Despite the popularity of the practice within the state, the death penalty has its critics abroad, and opposition to lethal injection has thrown obstacles in its way as of late. The Texas Department of Criminal Justice announced Aug. 1 that, due to voluntary lethal injection drug embargoes by European manufacturers, it is running out of pentobarbital, the drug Texas and several other states use in capital punishment. A new source has yet to be found. This raises the question: Should Texas proceed with its scheduled executions despite the dearth of the required drugs?

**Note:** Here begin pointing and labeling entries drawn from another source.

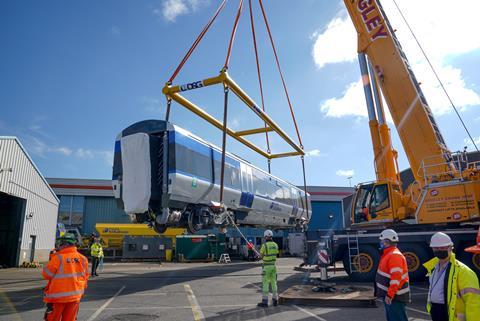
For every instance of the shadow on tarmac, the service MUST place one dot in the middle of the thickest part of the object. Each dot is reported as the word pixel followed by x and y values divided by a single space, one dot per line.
pixel 135 282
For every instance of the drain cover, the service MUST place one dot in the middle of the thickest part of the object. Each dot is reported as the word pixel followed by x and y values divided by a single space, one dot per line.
pixel 133 316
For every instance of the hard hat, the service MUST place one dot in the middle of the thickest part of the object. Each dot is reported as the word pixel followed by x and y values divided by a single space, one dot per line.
pixel 389 234
pixel 67 238
pixel 268 233
pixel 440 239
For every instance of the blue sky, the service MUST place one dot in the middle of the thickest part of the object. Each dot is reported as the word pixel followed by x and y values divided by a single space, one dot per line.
pixel 73 75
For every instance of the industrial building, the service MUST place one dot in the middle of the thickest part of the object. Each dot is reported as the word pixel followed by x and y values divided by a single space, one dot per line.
pixel 86 202
pixel 28 207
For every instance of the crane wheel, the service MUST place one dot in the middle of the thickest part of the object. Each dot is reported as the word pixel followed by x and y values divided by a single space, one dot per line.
pixel 415 255
pixel 364 265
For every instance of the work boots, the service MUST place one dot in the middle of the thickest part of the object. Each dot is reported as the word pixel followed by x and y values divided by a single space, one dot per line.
pixel 263 304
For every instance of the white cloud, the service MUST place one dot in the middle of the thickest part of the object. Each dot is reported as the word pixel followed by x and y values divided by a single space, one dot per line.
pixel 63 150
pixel 115 30
pixel 468 142
pixel 171 9
pixel 84 153
pixel 329 46
pixel 345 172
pixel 313 153
pixel 440 40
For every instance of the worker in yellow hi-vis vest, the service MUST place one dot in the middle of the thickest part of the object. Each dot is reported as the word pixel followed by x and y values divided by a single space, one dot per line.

Whether the death penalty is objectively ethical in any circumstance is a complex question I feel unqualified trying to answer. However, the drying up of lethal injection drug sources around the world is a signal of a moral shift that Texas and the other 31 states should heed. When South Africa failed to adjust its apartheid policies in the 1980s to align with shifting global opinions on civil rights, it ended in an embarrassing embargo by the United Nations and left the country’s leaders looking like anachronistic oligarchs.
If pharmaceutical companies are forgoing profits to avoid the negative associations that come with Texas’ eager use of capital punishment, as the Time Magazine piece reported, Texas needs to reassess its use of the death penalty instead of blithely pressing on with all scheduled executions.